A mole is a benign growth of pigment producing cells called melanocytes. Melanocytes are randomly distributed in cells in all 3 layers of the epidermis. The ratio of melanin distributed into each skin cell determines overall skin color. Current thinking is that moles form because melanocyte precursor stem cells known as melanoblasts, in utero, migrate along neurocutaneous paths, into moles under the epidermis, going to deeper layers, often following neuronal cells. This gives rise to deeper moles such as congenital birthmarks. In another mechanism, melanoblasts remain below these deeper tissue layers and do not migrate and remain dormant stem cells. These melanocyte precursor stem cells are stimulated by signals that cause them to grow into moles. This may occur shortly after their arrival in the skin or many years later. A sunburn can facilitate this process. Melanoma is a cancerous growth derived from abnormal melanocytes.

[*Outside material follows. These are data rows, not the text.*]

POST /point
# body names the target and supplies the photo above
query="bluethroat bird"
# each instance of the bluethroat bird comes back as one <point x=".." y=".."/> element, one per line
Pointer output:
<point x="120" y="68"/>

People with many moles have an increased risk of melanoma.
Melanoma Risk Factors
Moderate Risk:
- Total nevi greater than 40 but less than 60
- Lots of freckles
- 1-2 atypical moles
- Blue, hazel, green eye color
- Light brown hair
- Very fair skin, sunburns easily
- Greater than 5 blistering sunburns by age 20
High Risk:
- Total moles greater than 60 but less than 80
- 3-4 atypical moles
- Red hair
- Family history of melanoma in 1 or 2 first degree relatives
- Personal history of nonmelanoma skin cancer
- Tanning bed use
- Transplant recipient
Ultra-High Risk:
- Total moles greater than 100
- 5 or more atypical moles
- Personal history of melanoma in 3 or more relatives on the same side of the family
- Atypical cancers (leukemias)
- Xeroderma pigmentosum
- Rule of Three: Pancreatic cancer, astrocytoma, breast cancer, colon cancer, ovarian cancer, prostate cancer
- Consider genetic testing for mutations in genes associated with other melanoma-cancer syndromes
An Atypical Mole
Melanoma
30% of the time a melanoma develops in a pre-existing mole. This means that most melanomas develop de novo. pigmented lesion. Numerous factors contribute to development of a melanoma. It is a complex interplay between genetic susceptibility, environmental risk factors (such as intermittent, intense ultraviolet radiation exposure), and epigenetic changes. UV radiation causes DNA mutations, produces reactive oxygen species that damage DNA in skin cells, stimulates immunosuppression in the skin, damages endonucleases, which are DNA repair enzymes, and inactivates p53 tumor suppressor gene, which regulates normal cell growth cycles in the skin. This creates the perfect setting for a melanoma to occur.
It is thought that patients with many moles are more prone to develop melanoma than those with fewer moles because only an initial dose of UV radiation is needed to cause melanocytes in these patients to grow and transform into melanoma without additional UV exposure.
Changing moles or growths on the skin should be evaluated and biopsied if indicated for diagnosis. Melanoma prognosis is closely linked with how deep the cancer has invaded the skin.
Excellent therapies are available for melanoma. In addition to surgical removal, combined immunotherapies have greatly improved survival for this disease.
A total body skin examination should be performed that includes the scalp, lips, mouth, genitals, buttocks and perianal area, hands and soles, and nails. Do not wear make-up, jewelry, or nail polish during your exam. The frequency of the exam depends on your risk of developing cancer, prior history of skin cancer and atypical moles, family history, and UV exposure.
Patients who are high risk for developing melanoma or who have had melanoma (s) should be seen more frequently, perhaps every 4-6 months so potentially concerning changes can be detected early.